Defining, managing, and reporting dataset quality in a multidisciplinary Open Data space

You are here

22 Feb 2022

Defining, managing, and reporting dataset quality in a multidisciplinary Open Data space

Submitted by Carlo Lacagnina


Meeting objectives: 

 

The “Data Quality” subgroup of the European Open Science Cloud (EOSC) Task Force on FAIR metrics and Data Quality organizes this interactive RDA session, in collaboration with the ESIP Information Quality Cluster and the Australia-New Zealand Data Quality Interest Group. This meeting seeks to:

  • Get a broad overview of the needs (common principles, concepts and elements) for data quality in diverse scientific environments, as well as pointing to commonalities and most relevant opportunities (risks) deriving from improved (poor) data quality.
  • Identify and promote community interests, opportunities and capabilities to improve the management of dataset quality in a multidisciplinary environment (e.g. directions to select quality dimensions, what metrics are in place or need to be defined).
  • Promote cross-disciplinary consistency when managing and communicating dataset quality information.
  • Engage the RDA community in developing  a Working Group for FAIR Dataset Quality Information.
Meeting agenda: 

 

Collaborative session notes: https://docs.google.com/document/d/1KIieicxYX6X1ETKXJY0dPcFZEMLbOlkcNC0K...

 

Presentations:

  • Introduction to EOSC FAIR Metrics and Data Quality Task Force - 5 mins

  • Summary of the last RDA-P18 BoF session “Representing and Communicating Data Quality Information” - 10 mins

  • Needs and challenges to improve representation and communication of dataset quality information in different communities and scenarios. Case studies: - 20 mins

    • Lessons learned from the INSPIRE regulation, as a legal requirement on how to share public data and finding a balance between details & feasibility

    • Perspective on Data Quality regarding vocabulary registry, terminology subject indexing, etc.
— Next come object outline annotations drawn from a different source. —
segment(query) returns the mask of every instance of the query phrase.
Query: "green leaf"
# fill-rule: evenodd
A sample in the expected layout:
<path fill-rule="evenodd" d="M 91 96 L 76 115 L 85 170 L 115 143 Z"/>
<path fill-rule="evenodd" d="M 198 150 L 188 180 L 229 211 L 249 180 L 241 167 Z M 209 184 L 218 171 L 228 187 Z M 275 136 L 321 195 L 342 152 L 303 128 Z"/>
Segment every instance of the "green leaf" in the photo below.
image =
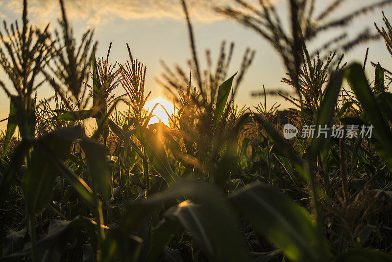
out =
<path fill-rule="evenodd" d="M 323 261 L 330 254 L 326 239 L 309 214 L 269 187 L 253 185 L 230 199 L 263 234 L 294 261 Z"/>
<path fill-rule="evenodd" d="M 78 110 L 73 112 L 67 112 L 58 116 L 56 118 L 62 121 L 76 121 L 87 119 L 93 116 L 93 110 Z"/>
<path fill-rule="evenodd" d="M 69 221 L 51 220 L 48 234 L 37 242 L 40 261 L 59 261 L 62 253 L 67 247 L 67 240 L 72 232 L 80 227 L 84 227 L 88 232 L 94 231 L 95 223 L 89 218 L 80 216 Z M 90 237 L 93 236 L 90 235 Z M 31 253 L 31 245 L 26 245 L 23 250 L 0 258 L 0 261 L 13 261 L 16 258 L 26 257 Z"/>
<path fill-rule="evenodd" d="M 102 245 L 102 262 L 137 262 L 140 254 L 143 240 L 130 234 L 125 234 L 121 228 L 107 231 Z"/>
<path fill-rule="evenodd" d="M 384 70 L 380 63 L 377 63 L 374 76 L 374 89 L 376 93 L 385 90 L 384 80 Z"/>
<path fill-rule="evenodd" d="M 89 163 L 93 188 L 106 201 L 112 197 L 112 182 L 109 172 L 105 147 L 88 137 L 82 140 L 82 147 L 86 152 Z"/>
<path fill-rule="evenodd" d="M 24 238 L 27 231 L 25 228 L 19 231 L 8 229 L 7 236 L 4 238 L 4 256 L 12 255 L 23 249 Z"/>
<path fill-rule="evenodd" d="M 374 96 L 380 107 L 380 110 L 384 115 L 392 123 L 392 93 L 389 92 L 382 92 Z"/>
<path fill-rule="evenodd" d="M 140 126 L 135 129 L 133 134 L 143 146 L 148 161 L 168 185 L 172 185 L 181 179 L 172 169 L 162 143 L 151 130 Z"/>
<path fill-rule="evenodd" d="M 348 101 L 348 102 L 345 103 L 340 108 L 340 110 L 339 110 L 339 111 L 338 112 L 338 114 L 336 115 L 336 118 L 339 119 L 342 117 L 343 115 L 343 114 L 344 113 L 347 109 L 349 108 L 351 105 L 352 105 L 353 104 L 354 104 L 354 101 Z"/>
<path fill-rule="evenodd" d="M 231 89 L 233 79 L 236 75 L 237 75 L 237 73 L 219 86 L 219 88 L 218 90 L 217 103 L 215 105 L 215 112 L 214 113 L 214 119 L 212 121 L 212 124 L 214 126 L 216 126 L 219 122 L 219 120 L 220 120 L 224 107 L 226 106 L 226 103 L 227 102 L 227 98 L 229 97 L 230 90 Z"/>
<path fill-rule="evenodd" d="M 293 163 L 298 170 L 302 170 L 303 160 L 298 156 L 286 139 L 284 138 L 276 131 L 270 124 L 260 114 L 253 114 L 254 119 L 259 122 L 271 136 L 274 142 L 274 149 L 276 152 L 279 152 L 279 155 L 282 156 L 291 160 Z"/>
<path fill-rule="evenodd" d="M 117 126 L 115 123 L 110 119 L 109 120 L 109 126 L 110 128 L 110 130 L 124 142 L 124 147 L 126 148 L 127 149 L 128 146 L 130 146 L 131 147 L 138 153 L 138 155 L 139 155 L 139 157 L 140 157 L 142 159 L 145 158 L 143 153 L 140 149 L 139 148 L 137 145 L 130 139 L 131 136 L 133 133 L 133 131 L 129 131 L 125 133 L 122 129 Z"/>
<path fill-rule="evenodd" d="M 0 200 L 3 200 L 8 193 L 10 186 L 16 177 L 16 174 L 24 161 L 24 157 L 31 146 L 27 141 L 22 141 L 12 153 L 11 162 L 7 171 L 0 178 Z"/>
<path fill-rule="evenodd" d="M 389 262 L 392 261 L 392 256 L 379 250 L 371 249 L 353 249 L 338 256 L 335 262 Z"/>
<path fill-rule="evenodd" d="M 350 86 L 361 103 L 366 116 L 373 125 L 371 141 L 378 155 L 392 170 L 392 134 L 388 125 L 373 96 L 366 77 L 359 64 L 353 64 L 345 70 L 345 75 Z"/>
<path fill-rule="evenodd" d="M 16 99 L 15 97 L 15 99 Z M 16 126 L 18 125 L 16 108 L 13 100 L 13 99 L 11 99 L 10 101 L 9 116 L 8 116 L 8 120 L 7 122 L 7 131 L 5 132 L 5 136 L 4 137 L 3 144 L 3 157 L 5 156 L 7 153 L 7 150 L 8 149 L 8 146 L 9 146 L 11 139 L 12 138 L 12 136 L 14 135 L 14 132 L 15 131 Z"/>
<path fill-rule="evenodd" d="M 315 134 L 318 134 L 319 128 L 324 128 L 326 125 L 327 128 L 330 128 L 332 125 L 334 111 L 339 92 L 342 87 L 343 76 L 344 71 L 338 71 L 332 75 L 328 81 L 320 111 L 318 115 Z M 318 137 L 316 135 L 315 136 L 312 140 L 310 146 L 306 152 L 306 158 L 311 162 L 313 161 L 320 149 L 322 149 L 323 151 L 327 150 L 328 147 L 326 147 L 325 145 L 328 144 L 330 139 L 330 136 L 328 136 L 327 138 L 325 139 L 322 134 Z"/>
<path fill-rule="evenodd" d="M 36 147 L 45 148 L 53 157 L 64 161 L 69 154 L 72 141 L 62 134 L 60 131 L 53 132 L 38 139 L 28 160 L 22 185 L 27 210 L 32 215 L 39 213 L 52 201 L 54 178 L 58 172 Z"/>
<path fill-rule="evenodd" d="M 159 224 L 152 229 L 150 249 L 147 261 L 154 262 L 167 246 L 180 228 L 180 224 L 176 219 L 164 217 Z"/>
<path fill-rule="evenodd" d="M 106 90 L 102 85 L 99 80 L 99 76 L 98 67 L 97 65 L 97 60 L 95 57 L 95 52 L 93 54 L 93 106 L 95 110 L 100 110 L 103 115 L 105 115 L 107 113 L 107 107 L 106 107 Z M 101 129 L 101 134 L 104 138 L 107 138 L 109 136 L 109 127 L 107 123 L 104 123 L 102 121 L 102 118 L 96 118 L 97 125 L 98 129 Z M 104 125 L 104 126 L 101 126 Z"/>
<path fill-rule="evenodd" d="M 200 204 L 200 208 L 202 209 L 201 211 L 203 214 L 202 215 L 208 216 L 209 219 L 205 220 L 203 217 L 202 221 L 199 220 L 201 217 L 196 214 L 193 221 L 182 219 L 180 222 L 189 223 L 190 224 L 186 226 L 187 227 L 191 226 L 190 223 L 202 223 L 193 226 L 195 227 L 193 231 L 195 234 L 201 234 L 201 232 L 197 232 L 199 229 L 202 228 L 206 230 L 207 229 L 207 237 L 210 239 L 212 246 L 206 246 L 208 243 L 198 241 L 198 243 L 206 251 L 214 250 L 213 254 L 208 253 L 213 258 L 212 260 L 249 261 L 245 241 L 240 234 L 233 210 L 221 199 L 218 189 L 203 182 L 183 181 L 176 183 L 165 191 L 151 195 L 147 200 L 141 198 L 134 201 L 127 207 L 122 222 L 122 228 L 132 230 L 147 216 L 160 209 L 164 204 L 191 196 L 195 198 L 198 204 Z M 181 207 L 181 204 L 178 206 L 180 209 Z M 186 212 L 189 213 L 189 210 Z"/>

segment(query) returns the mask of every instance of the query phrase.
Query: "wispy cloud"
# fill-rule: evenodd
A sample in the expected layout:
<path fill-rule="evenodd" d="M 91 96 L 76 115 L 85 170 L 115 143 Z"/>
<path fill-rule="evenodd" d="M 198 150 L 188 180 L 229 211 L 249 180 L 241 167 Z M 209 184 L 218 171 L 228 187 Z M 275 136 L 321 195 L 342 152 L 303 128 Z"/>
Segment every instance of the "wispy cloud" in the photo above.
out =
<path fill-rule="evenodd" d="M 81 19 L 88 25 L 98 26 L 115 18 L 125 20 L 150 18 L 183 18 L 178 0 L 65 0 L 70 18 Z M 227 5 L 231 0 L 188 0 L 192 19 L 195 21 L 211 22 L 221 19 L 215 13 L 214 6 Z M 38 24 L 47 23 L 59 15 L 57 0 L 30 0 L 28 1 L 30 19 Z M 2 15 L 21 13 L 22 0 L 0 0 Z M 0 17 L 2 16 L 0 13 Z"/>

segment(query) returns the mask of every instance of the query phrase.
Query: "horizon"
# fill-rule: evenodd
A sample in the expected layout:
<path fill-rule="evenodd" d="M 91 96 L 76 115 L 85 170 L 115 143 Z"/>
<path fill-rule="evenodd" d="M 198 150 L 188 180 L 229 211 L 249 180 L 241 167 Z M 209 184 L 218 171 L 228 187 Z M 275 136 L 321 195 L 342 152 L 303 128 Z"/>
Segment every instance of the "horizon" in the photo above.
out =
<path fill-rule="evenodd" d="M 279 8 L 278 13 L 281 15 L 283 13 L 281 16 L 284 17 L 286 7 L 284 1 L 282 0 L 275 1 Z M 348 3 L 343 7 L 353 7 L 354 5 L 359 7 L 366 1 L 366 0 L 348 1 Z M 247 47 L 256 51 L 255 58 L 245 75 L 236 97 L 235 102 L 240 107 L 246 105 L 251 107 L 264 102 L 262 97 L 251 96 L 252 92 L 262 90 L 263 84 L 267 91 L 274 89 L 293 91 L 288 85 L 281 82 L 282 78 L 285 77 L 284 67 L 277 53 L 269 43 L 253 31 L 211 10 L 214 4 L 222 6 L 232 3 L 232 1 L 190 2 L 190 17 L 202 68 L 205 68 L 204 54 L 207 49 L 211 51 L 213 64 L 216 62 L 222 41 L 226 41 L 226 49 L 231 42 L 235 44 L 228 75 L 235 73 L 239 68 L 243 52 Z M 320 4 L 320 2 L 316 2 L 316 4 L 319 4 L 318 6 L 325 4 L 325 3 Z M 76 38 L 79 39 L 82 32 L 87 28 L 95 28 L 94 38 L 98 43 L 97 56 L 105 55 L 109 43 L 113 42 L 110 58 L 110 61 L 113 63 L 115 61 L 120 63 L 125 62 L 127 58 L 125 43 L 128 43 L 134 57 L 138 58 L 147 67 L 146 90 L 147 92 L 152 91 L 147 103 L 160 97 L 170 101 L 170 98 L 165 95 L 165 90 L 156 81 L 163 72 L 160 61 L 164 61 L 171 68 L 178 64 L 182 68 L 188 69 L 187 61 L 191 57 L 187 25 L 179 1 L 168 1 L 163 3 L 161 1 L 154 0 L 147 1 L 134 0 L 130 5 L 127 5 L 126 1 L 116 0 L 113 2 L 113 4 L 109 5 L 108 10 L 100 9 L 100 7 L 105 6 L 105 4 L 108 6 L 108 2 L 106 0 L 98 1 L 95 5 L 93 3 L 95 2 L 89 1 L 83 3 L 73 0 L 66 1 L 67 15 L 73 26 Z M 15 19 L 20 21 L 22 6 L 22 1 L 20 0 L 12 0 L 6 2 L 4 0 L 0 0 L 0 18 L 6 21 L 8 24 Z M 90 11 L 81 12 L 87 8 L 90 8 Z M 389 13 L 391 13 L 392 7 L 387 6 L 383 10 L 388 16 Z M 37 24 L 42 26 L 49 22 L 52 32 L 57 27 L 56 20 L 60 14 L 57 1 L 30 1 L 28 12 L 31 25 Z M 337 13 L 342 14 L 344 11 L 339 11 Z M 376 22 L 381 25 L 381 11 L 375 9 L 373 12 L 357 19 L 354 25 L 347 28 L 346 31 L 350 31 L 353 35 L 355 27 L 362 28 L 365 25 L 375 31 L 373 23 Z M 326 38 L 328 36 L 324 37 Z M 313 48 L 318 47 L 322 40 L 322 39 L 316 39 L 314 44 L 311 45 L 311 48 L 312 46 Z M 368 61 L 380 62 L 384 66 L 388 65 L 388 51 L 385 48 L 384 41 L 381 39 L 358 45 L 345 54 L 343 60 L 349 63 L 354 61 L 363 63 L 368 47 L 369 48 Z M 388 68 L 388 66 L 386 67 Z M 371 65 L 368 64 L 367 69 L 368 77 L 374 75 L 374 69 Z M 9 89 L 12 89 L 2 69 L 0 70 L 0 79 Z M 44 84 L 38 89 L 38 100 L 49 98 L 52 95 L 52 89 L 48 85 Z M 116 93 L 120 95 L 123 93 L 119 86 Z M 268 106 L 275 102 L 282 105 L 280 110 L 289 107 L 291 105 L 280 97 L 267 98 Z M 9 99 L 3 91 L 0 92 L 0 105 L 1 120 L 8 116 L 9 107 Z M 0 123 L 0 130 L 4 130 L 5 128 L 6 121 Z"/>

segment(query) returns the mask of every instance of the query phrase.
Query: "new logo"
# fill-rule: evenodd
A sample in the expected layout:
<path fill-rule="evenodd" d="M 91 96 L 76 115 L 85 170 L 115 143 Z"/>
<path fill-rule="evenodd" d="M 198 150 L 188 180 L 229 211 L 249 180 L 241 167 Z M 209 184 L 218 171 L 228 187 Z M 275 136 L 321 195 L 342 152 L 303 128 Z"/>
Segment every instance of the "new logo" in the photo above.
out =
<path fill-rule="evenodd" d="M 287 123 L 283 127 L 283 136 L 286 139 L 294 137 L 298 133 L 298 129 L 292 125 Z"/>

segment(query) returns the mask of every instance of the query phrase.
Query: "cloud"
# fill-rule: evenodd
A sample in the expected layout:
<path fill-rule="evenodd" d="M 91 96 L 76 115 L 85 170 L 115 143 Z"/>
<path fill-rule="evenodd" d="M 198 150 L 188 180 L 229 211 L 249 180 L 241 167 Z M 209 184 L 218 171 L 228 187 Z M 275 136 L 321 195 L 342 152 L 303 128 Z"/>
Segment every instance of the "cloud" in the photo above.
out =
<path fill-rule="evenodd" d="M 64 2 L 71 19 L 81 19 L 91 26 L 102 25 L 119 18 L 124 20 L 183 18 L 178 0 L 65 0 Z M 221 19 L 213 7 L 232 2 L 231 0 L 187 1 L 193 20 L 204 22 Z M 21 14 L 22 4 L 21 0 L 0 0 L 0 6 L 8 13 L 4 14 L 6 16 Z M 39 25 L 53 21 L 59 15 L 57 0 L 30 0 L 28 5 L 30 20 Z M 0 16 L 1 14 L 0 13 Z"/>

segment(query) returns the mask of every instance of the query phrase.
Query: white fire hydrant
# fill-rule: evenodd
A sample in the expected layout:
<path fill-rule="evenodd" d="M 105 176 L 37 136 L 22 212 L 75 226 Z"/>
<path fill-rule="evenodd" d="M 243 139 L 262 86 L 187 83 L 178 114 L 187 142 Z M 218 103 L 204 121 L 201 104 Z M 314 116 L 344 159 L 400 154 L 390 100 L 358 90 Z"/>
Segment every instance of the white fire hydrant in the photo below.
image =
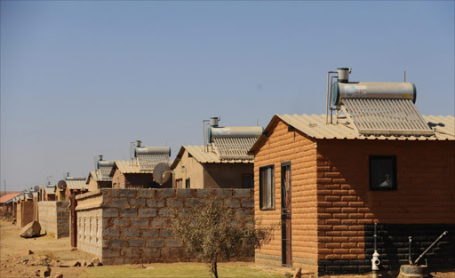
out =
<path fill-rule="evenodd" d="M 379 253 L 377 250 L 373 253 L 373 258 L 371 258 L 371 270 L 373 271 L 373 278 L 378 278 L 378 270 L 379 270 Z"/>

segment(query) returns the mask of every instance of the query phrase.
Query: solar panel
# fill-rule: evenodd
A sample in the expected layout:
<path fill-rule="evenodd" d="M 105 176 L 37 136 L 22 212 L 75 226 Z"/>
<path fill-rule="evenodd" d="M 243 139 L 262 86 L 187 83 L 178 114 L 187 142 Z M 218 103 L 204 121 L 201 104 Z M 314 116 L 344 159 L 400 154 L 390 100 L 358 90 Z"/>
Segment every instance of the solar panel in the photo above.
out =
<path fill-rule="evenodd" d="M 342 99 L 342 102 L 360 134 L 435 134 L 411 99 Z"/>
<path fill-rule="evenodd" d="M 253 159 L 247 153 L 257 139 L 257 137 L 213 138 L 213 145 L 221 160 Z"/>
<path fill-rule="evenodd" d="M 163 155 L 137 155 L 140 171 L 153 171 L 156 164 L 169 163 L 169 154 Z"/>

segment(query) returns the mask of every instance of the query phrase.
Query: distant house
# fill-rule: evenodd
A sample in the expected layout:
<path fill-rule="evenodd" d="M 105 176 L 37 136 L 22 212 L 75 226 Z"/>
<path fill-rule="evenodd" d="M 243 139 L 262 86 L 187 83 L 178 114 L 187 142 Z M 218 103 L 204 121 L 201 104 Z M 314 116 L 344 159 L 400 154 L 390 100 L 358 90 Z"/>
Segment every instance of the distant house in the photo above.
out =
<path fill-rule="evenodd" d="M 413 84 L 347 84 L 362 90 L 334 91 L 333 116 L 275 115 L 251 147 L 255 217 L 282 226 L 256 262 L 370 272 L 377 223 L 380 270 L 408 264 L 408 236 L 415 259 L 445 230 L 426 258 L 453 269 L 455 118 L 421 116 Z"/>
<path fill-rule="evenodd" d="M 55 191 L 57 188 L 57 185 L 47 185 L 41 187 L 41 194 L 42 194 L 42 201 L 56 201 L 57 198 L 55 196 Z"/>
<path fill-rule="evenodd" d="M 262 127 L 208 129 L 207 145 L 182 146 L 171 168 L 176 188 L 252 188 L 254 156 L 247 152 Z"/>
<path fill-rule="evenodd" d="M 114 161 L 109 177 L 112 188 L 171 188 L 172 181 L 160 186 L 153 179 L 153 171 L 158 163 L 169 163 L 169 147 L 140 147 L 136 141 L 134 160 Z"/>
<path fill-rule="evenodd" d="M 112 187 L 112 177 L 109 174 L 113 167 L 113 160 L 103 160 L 102 155 L 98 155 L 96 169 L 89 173 L 89 177 L 85 181 L 89 191 Z"/>
<path fill-rule="evenodd" d="M 4 217 L 13 216 L 13 200 L 14 197 L 20 195 L 20 192 L 9 193 L 0 197 L 0 211 Z"/>
<path fill-rule="evenodd" d="M 59 181 L 57 185 L 57 201 L 68 201 L 69 195 L 77 195 L 85 192 L 88 192 L 85 177 L 72 177 L 67 172 L 65 179 Z"/>

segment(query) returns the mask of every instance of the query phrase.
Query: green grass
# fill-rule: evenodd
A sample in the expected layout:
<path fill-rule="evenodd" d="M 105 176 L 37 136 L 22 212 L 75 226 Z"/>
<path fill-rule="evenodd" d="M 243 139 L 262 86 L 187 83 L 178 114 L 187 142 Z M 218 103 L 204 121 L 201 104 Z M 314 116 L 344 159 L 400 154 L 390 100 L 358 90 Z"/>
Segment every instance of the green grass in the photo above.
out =
<path fill-rule="evenodd" d="M 113 266 L 85 268 L 81 277 L 103 278 L 140 278 L 140 277 L 186 277 L 186 278 L 210 278 L 209 268 L 203 264 L 160 264 L 152 266 L 153 269 L 139 269 L 137 266 Z M 257 269 L 247 265 L 220 266 L 218 267 L 220 278 L 283 278 L 287 277 L 275 271 Z"/>

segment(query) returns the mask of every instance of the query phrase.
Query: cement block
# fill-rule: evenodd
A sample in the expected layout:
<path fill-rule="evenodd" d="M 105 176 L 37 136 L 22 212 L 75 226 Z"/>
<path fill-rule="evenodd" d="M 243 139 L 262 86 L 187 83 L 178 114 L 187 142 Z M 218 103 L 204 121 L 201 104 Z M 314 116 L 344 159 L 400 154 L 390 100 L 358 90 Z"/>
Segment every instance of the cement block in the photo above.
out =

    • Data quality to ensure unbiased AI algorithms

    • Metadata standards in bioimaging

  • Overview of international community-based guidelines to improve the management and accessibility of Earth science dataset quality information - 10 mins

Multidisciplinary discussion on developing a Working Group for FAIR Dataset Quality Information - 40 mins

 

Closing remarks and next steps - 5 mins

 

Type of Meeting: 
Working meeting
Short introduction describing any previous activities: 

 

As evidenced by the long list of fields covered by the members of the World Data System (WDS), data from a very diverse set of scientific disciplines are regularly managed by organizations from around the world. Informed decisions on, and accurate (re)use of, individual digital datasets depend on knowledge about the quality of data and relevant information. Effectively representing and communicating dataset quality information is important for conducting research within and across many disciplines, for improving data sharing and ultimately promotes an effective data ecosystem.

As a first step to address this challenge and promote the creation and (re)use of freely and openly shared dataset quality information, international domain experts have undertaken an effort to develop guidelines for the Earth science community. An initiative started with collaboration among the Earth Science Information Partners (ESIP) Information Quality Cluster (IQC), the Barcelona Supercomputing Center (BSC) Evaluation and Quality Control (EQC) team, and the Australia/New Zealand Data Quality Interest Group (AU/NZ DQIG). The guidelines are characterized by practical recommendations to promote sharing and reusing of quality information at the dataset level. A peer-reviewed paper titled “Call to Action for Global Access to and Harmonization of Quality Information of Individual Earth Science Datasets'' was published in the Data Science Journal (DOI:http://doi.org/10.5334/dsj-2021-019), a set of guidelines was developed and described in a white paper (DOI: https://doi.org/10.31219/osf.io/xsu4p), and a BoF session was organized during the last RDA Plenary Meeting (RDA-VP18) to present this work and seek interest in extending it to other disciplines.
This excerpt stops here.